You get that Zappos-style customer service back into play and that level of, “We love you as our customers. We’re willing to do more for you. We’re willing to offer free products or give you discounted components.” In this period of time, discounts matter. During the Black Friday and Cyber Monday with our discretionary income being less than what it’s ever previously been, we need those abilities to have deeper discounts.
My wife and I, during Black Friday, went to the retail stores and the discounts weren’t very good. It was interesting to see they were having these sales of, “Buy 3 and get 10% off.” It’s like, “Buy three? We didn’t even buy 1 or 2. What do you mean buy three?” They weren’t able to. I understand where businesses are.
At the same time, for the consumer side, if they weren’t willing to understand where they’re coming from and what type of discount they need at this period of time, not to say forever and not to say that every company needs to discount everything but to be mindful of where we are in our current society and current economic side of things to see and meet the customer where they’re at, that’s the leveling that’s needed. That’s how they built strong communities but also be able to connect with the individual consumer.
Interesting points there. That sensitivity of the macro should be translated. It’s also customer empathy. Understand what your customers are going through economically and try to adjust so you weather the storm with them and not just push them to the side with, “Buy three for 10% off.” There are those discounts, which is interesting in and of itself. Quarter 1, Quarter 2, and Quarter 3 were tough. From my understanding, many retailers were able to get out of the red in Q4. Is that a fair assessment of 2023?

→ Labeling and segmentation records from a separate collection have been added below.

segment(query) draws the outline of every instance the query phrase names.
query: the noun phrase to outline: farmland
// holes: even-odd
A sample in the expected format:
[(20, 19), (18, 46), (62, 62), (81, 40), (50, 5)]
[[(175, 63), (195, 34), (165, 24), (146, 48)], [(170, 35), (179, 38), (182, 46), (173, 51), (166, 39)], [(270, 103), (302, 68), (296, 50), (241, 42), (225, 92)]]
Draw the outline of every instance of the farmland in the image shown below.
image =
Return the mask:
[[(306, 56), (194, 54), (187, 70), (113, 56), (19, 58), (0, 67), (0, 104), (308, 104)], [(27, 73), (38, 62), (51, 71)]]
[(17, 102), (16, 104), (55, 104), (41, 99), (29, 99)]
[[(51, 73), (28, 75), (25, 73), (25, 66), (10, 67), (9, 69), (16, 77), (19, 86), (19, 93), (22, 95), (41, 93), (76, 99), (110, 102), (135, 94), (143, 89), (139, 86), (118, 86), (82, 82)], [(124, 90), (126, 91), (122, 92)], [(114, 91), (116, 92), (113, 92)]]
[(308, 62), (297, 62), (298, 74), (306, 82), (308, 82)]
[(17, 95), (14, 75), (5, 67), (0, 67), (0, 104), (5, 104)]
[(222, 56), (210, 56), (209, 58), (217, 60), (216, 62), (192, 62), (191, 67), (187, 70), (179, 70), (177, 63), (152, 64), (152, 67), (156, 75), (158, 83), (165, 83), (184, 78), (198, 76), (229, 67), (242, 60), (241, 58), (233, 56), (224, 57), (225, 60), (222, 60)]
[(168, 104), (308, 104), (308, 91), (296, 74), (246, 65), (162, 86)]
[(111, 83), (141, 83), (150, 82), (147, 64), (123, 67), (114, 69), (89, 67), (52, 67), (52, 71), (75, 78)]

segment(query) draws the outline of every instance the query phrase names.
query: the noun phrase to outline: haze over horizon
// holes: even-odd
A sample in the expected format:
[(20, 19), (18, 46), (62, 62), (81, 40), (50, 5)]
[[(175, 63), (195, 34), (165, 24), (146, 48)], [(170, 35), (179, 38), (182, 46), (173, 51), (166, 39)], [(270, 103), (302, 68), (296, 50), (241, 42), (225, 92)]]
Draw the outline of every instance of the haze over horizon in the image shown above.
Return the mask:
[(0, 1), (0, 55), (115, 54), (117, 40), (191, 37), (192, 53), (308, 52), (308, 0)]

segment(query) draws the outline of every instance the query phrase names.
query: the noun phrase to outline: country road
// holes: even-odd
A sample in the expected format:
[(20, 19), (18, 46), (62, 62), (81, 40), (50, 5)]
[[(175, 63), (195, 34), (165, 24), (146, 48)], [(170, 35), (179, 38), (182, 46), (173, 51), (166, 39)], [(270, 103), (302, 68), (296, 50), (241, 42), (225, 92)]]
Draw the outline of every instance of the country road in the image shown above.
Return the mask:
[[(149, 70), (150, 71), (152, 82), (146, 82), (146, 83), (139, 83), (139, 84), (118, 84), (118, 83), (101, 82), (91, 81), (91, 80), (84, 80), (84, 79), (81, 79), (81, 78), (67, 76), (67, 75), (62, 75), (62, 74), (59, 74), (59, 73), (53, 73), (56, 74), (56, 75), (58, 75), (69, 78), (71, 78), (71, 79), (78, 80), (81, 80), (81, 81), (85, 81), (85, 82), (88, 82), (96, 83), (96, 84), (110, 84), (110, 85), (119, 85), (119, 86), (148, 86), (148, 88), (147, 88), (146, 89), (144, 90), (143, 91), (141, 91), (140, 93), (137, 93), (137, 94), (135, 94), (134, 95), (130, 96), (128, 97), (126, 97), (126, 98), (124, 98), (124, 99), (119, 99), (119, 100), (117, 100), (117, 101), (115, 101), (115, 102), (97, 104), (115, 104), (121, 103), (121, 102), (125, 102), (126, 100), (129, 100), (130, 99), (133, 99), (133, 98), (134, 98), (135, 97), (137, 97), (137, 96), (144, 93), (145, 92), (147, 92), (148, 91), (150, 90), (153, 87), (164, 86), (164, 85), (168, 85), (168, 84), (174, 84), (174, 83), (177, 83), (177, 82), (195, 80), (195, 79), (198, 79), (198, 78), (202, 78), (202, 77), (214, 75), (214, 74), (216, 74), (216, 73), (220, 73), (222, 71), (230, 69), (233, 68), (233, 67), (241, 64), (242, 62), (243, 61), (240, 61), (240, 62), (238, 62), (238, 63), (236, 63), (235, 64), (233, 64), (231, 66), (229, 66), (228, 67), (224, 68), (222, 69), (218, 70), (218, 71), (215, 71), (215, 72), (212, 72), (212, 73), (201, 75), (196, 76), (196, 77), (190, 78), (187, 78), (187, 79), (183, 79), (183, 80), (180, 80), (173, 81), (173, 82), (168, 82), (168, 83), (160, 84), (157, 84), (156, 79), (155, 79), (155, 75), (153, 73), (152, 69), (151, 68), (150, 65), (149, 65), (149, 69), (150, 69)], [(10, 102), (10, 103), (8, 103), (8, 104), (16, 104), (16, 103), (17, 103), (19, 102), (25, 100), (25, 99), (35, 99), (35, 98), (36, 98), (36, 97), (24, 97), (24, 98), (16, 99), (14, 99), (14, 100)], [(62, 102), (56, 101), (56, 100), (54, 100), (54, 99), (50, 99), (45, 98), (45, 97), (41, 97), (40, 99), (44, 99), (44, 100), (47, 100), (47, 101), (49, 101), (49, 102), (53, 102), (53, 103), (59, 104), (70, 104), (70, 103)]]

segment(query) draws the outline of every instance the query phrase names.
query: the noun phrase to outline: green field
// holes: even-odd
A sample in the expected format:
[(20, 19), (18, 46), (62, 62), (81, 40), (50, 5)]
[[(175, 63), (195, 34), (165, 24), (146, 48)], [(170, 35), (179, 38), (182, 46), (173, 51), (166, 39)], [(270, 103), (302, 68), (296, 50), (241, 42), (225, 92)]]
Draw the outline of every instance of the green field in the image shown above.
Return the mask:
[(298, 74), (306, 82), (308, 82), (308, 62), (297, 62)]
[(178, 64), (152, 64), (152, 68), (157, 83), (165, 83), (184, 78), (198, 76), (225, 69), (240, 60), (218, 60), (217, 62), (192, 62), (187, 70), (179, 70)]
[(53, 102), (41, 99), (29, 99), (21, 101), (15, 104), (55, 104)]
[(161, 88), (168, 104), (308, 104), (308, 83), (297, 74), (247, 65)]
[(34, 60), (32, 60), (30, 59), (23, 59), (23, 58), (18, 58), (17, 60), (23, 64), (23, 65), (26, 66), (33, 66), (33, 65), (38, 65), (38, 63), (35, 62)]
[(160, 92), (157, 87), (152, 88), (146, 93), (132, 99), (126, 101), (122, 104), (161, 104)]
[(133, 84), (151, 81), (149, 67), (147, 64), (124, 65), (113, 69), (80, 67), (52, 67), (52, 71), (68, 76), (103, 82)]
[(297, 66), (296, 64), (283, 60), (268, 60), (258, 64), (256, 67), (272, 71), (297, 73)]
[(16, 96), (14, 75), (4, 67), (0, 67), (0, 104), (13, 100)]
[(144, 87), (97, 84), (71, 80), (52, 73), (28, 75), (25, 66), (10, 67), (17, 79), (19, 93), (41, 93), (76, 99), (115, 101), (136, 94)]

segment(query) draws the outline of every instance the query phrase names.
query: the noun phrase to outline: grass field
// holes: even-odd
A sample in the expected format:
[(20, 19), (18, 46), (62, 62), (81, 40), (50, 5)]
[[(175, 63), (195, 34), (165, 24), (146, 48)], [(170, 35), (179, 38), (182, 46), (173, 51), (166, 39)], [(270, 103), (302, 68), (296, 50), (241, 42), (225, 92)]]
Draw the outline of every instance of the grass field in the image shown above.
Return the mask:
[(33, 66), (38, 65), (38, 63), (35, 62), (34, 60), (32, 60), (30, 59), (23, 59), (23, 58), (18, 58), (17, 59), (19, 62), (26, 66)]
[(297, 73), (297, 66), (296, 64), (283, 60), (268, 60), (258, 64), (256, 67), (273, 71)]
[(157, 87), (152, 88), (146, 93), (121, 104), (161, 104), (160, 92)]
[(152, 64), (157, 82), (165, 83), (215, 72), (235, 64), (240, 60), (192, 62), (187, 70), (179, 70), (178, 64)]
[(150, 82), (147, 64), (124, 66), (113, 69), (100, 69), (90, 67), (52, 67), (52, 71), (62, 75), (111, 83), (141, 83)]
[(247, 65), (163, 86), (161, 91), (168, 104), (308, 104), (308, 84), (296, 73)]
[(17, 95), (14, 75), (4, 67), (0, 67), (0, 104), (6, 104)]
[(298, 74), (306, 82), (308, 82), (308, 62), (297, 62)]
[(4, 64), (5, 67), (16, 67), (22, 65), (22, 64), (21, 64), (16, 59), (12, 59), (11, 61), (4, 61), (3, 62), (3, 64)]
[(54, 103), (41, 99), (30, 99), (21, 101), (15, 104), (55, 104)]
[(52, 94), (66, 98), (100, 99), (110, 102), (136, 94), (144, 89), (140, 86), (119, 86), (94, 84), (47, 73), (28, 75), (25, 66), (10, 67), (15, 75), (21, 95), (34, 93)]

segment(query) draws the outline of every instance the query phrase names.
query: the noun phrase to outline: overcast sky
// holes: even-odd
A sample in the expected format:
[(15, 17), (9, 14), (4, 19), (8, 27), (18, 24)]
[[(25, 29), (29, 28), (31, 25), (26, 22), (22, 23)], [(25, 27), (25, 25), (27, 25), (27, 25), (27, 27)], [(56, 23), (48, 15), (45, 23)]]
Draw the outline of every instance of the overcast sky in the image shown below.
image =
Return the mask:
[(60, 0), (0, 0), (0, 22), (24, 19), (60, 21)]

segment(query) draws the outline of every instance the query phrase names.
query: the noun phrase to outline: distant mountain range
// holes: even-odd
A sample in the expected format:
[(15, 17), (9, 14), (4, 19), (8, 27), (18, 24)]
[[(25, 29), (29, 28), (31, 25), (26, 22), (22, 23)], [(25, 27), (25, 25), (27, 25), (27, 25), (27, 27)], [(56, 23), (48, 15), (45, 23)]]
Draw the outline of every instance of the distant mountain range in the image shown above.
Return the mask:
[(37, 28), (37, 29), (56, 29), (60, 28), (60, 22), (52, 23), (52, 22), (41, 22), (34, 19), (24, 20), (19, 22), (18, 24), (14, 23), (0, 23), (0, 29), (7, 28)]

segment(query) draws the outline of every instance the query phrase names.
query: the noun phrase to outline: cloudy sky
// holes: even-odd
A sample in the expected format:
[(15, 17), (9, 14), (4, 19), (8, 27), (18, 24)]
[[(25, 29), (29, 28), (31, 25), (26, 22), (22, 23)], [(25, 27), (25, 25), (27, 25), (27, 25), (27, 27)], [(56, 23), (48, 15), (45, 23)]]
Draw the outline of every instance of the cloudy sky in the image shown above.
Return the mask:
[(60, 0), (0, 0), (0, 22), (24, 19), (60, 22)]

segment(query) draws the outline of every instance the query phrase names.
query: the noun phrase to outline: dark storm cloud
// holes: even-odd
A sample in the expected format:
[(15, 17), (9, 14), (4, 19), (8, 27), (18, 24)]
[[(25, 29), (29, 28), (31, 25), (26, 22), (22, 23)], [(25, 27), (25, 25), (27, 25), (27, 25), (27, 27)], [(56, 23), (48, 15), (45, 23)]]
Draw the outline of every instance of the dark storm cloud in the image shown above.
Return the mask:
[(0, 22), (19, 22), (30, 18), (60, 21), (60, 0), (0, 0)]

This is a very fair assessment. Those first three quarters were incredibly tough and incredibly hard to weather overall. The fourth quarter was that time where brands and companies got to see the revenue come in and be able to make up for what those past quarters were lacking. Q4 was a strong quarter overall.
I’m hoping to see that trend going forward into Q1 and Q2 of 2024 because the overall consumer sentiment seems that they’re willing to spend and that overall discretionary income is coming back to a good level. In the US, we’re seeing jobs overall being at a good place. I’m hoping to see the trend continue and I’m hoping that the overall eCommerce world gets to get a sign of relief compared to the year before.
From a 2024 perspective, at least in the states, inflation seems to be calming down and that’s reflecting on interest rates. In the UK not so yet. Inflation is coming down but biased sentiments are still a bit down in the UK. In the EU, it depends on the markets. The German market is a bit resilient. Going back again to that 20% and even some of the 80% that managed to break through in Q4, would you say 2023 was a year of maximizing lifetime value due to the fact that most brands were focused on profit rather than growth? With growth, there’s always acquisition and trying to acquire. It’s about CAC. Is that why some did well, especially going down your community points on anchoring that community around their brand?
You said something that brought something to my mind, which is that the brands who have always been focused on acquisition purely had a tough time when they had to focus on retention. The brands that were always focused on retention and had acquisition being side-by-side with it did well in 2023 because they’re like, “This is not a new playbook that we have to write. This is something that we’ve already written and that we need to accelerate on.”
The ones that had subscription programs like the Athletic Greens of this world did phenomenal in 2023. Based on everything I’m seeing and everything that I’m reading out there, they had a great year. There are brands like that who had stellar subscription programs that were able to accelerate their growth or maybe not see it go accelerate too hard. At least they were able to build the base income that they previously didn’t have prior to that.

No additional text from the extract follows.